To be successful, organisms must adapt to numerous selective pressures. These include their environment, other organisms, viruses and intracellular parasites. These stresses influence evolution at all scales: from ecosystems to disease progression. Theory predicts that biotic conflict can lead to iterative rounds of adaptation, driving rapid evolution, biological innovation and molecular arms races. The environments' role in shaping these conflicts is less well understood. We are working to understand how an organisms internal and external genetic and environmental landscape shapes the evolutionary paths by which they adapt to, and defend themselves from, competing and parasitic genes and genomes: including retrotransposons, viruses, competitor-secreted toxins, and parasitic plasmids.
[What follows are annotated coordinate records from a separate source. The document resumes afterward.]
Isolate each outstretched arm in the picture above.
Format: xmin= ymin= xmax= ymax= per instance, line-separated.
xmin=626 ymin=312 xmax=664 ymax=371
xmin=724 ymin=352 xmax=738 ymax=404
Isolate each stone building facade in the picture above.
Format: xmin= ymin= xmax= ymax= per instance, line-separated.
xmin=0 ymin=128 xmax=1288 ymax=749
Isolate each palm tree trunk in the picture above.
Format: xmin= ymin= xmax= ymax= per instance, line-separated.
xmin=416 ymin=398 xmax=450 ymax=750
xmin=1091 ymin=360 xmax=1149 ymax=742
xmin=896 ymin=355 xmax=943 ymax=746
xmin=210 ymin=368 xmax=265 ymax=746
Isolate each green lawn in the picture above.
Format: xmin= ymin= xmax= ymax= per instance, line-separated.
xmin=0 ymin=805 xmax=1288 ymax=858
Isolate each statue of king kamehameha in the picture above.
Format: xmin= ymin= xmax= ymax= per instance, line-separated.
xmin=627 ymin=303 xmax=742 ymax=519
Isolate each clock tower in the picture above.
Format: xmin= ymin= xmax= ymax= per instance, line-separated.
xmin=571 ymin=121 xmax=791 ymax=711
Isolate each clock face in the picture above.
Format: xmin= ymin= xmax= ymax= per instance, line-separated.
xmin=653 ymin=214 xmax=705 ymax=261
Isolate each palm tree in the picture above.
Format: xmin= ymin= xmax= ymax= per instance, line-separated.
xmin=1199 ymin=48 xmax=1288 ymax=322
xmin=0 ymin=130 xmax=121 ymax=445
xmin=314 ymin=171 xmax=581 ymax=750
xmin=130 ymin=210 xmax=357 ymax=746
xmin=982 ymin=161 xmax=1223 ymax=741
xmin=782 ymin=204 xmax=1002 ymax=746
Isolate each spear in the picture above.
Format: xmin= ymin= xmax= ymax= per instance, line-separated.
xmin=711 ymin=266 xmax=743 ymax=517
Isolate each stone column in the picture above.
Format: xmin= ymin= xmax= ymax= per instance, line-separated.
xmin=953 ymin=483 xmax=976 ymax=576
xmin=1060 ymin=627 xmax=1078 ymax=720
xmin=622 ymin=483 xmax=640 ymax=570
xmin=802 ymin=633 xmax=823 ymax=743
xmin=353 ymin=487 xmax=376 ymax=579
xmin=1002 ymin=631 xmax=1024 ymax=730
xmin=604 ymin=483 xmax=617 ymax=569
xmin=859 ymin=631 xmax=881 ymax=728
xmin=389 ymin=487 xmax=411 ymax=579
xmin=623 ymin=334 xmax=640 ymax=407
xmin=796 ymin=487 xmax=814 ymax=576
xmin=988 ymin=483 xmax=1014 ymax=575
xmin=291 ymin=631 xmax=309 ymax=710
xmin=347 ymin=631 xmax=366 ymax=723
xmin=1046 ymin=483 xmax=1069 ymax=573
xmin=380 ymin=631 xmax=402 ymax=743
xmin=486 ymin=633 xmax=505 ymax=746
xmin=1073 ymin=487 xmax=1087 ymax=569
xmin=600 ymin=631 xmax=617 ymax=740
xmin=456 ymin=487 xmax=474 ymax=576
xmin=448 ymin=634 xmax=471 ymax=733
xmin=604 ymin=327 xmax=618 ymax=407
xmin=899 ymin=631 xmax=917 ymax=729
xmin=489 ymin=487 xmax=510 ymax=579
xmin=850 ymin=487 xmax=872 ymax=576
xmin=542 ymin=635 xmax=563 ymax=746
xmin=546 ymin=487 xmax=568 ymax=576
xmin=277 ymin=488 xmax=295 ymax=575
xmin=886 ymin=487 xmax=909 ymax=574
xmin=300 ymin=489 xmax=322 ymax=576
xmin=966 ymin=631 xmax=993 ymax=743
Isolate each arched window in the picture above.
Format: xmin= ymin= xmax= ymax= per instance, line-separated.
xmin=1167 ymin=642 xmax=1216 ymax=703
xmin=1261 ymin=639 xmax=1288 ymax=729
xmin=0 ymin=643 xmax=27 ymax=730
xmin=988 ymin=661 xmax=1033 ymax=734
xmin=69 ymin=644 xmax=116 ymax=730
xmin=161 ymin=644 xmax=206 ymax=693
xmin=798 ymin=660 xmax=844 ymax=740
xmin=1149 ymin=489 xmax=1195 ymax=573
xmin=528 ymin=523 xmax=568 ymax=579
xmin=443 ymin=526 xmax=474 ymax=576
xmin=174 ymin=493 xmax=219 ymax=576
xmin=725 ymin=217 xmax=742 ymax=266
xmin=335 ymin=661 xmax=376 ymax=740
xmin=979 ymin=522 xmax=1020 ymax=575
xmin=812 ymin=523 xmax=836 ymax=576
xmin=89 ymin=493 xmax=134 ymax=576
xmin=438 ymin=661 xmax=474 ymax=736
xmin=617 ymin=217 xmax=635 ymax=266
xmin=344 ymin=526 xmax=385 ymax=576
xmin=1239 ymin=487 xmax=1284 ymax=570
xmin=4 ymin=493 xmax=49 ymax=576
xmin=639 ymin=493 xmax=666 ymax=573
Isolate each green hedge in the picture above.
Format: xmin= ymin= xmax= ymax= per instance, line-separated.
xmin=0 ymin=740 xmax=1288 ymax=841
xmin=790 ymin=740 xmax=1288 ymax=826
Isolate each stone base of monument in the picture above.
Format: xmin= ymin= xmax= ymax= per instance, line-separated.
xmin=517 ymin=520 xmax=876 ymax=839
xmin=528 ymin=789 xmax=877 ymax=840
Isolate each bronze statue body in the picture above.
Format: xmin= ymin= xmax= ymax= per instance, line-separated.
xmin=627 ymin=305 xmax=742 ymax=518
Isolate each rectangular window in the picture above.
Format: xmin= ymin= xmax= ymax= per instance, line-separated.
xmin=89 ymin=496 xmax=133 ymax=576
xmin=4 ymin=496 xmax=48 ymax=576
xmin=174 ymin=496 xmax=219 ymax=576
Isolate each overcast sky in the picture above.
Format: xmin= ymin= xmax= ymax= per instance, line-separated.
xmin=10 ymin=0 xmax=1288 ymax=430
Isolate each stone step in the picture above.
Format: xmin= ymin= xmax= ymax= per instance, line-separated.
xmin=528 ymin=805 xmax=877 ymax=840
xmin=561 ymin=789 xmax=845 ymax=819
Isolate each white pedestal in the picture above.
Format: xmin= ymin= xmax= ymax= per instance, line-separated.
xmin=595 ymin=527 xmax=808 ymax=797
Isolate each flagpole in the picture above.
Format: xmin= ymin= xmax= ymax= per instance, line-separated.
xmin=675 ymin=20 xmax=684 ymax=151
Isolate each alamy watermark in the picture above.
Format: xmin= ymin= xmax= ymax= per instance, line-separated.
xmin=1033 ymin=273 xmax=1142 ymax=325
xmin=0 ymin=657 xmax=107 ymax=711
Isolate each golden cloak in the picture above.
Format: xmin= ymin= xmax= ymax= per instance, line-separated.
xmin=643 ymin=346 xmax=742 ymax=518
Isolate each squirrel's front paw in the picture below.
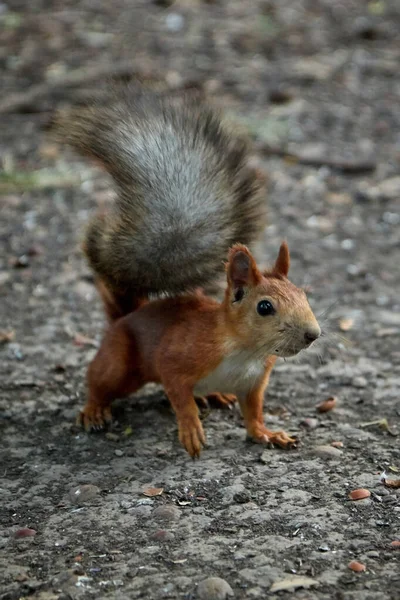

As one of the most genetically tractable eukaryotes, our lab uses budding yeasts as our primary host model to explore fundamental questions about antagonistic coevolution and the mechanisms that give rise to biological novelty. Leveraging three complementary approaches 1) genetic and genomic studies, 2) retrospective evolutionary analyses (natural variation), and 3) controlled prospective studies via laboratory experimental evolution allow us to empirically disentangle complex selective pressures and evolutionary tradeoffs in several host-parasite conflicts.
The Hays Laboratory is located in the Department of Human Genetics at the University of Michigan.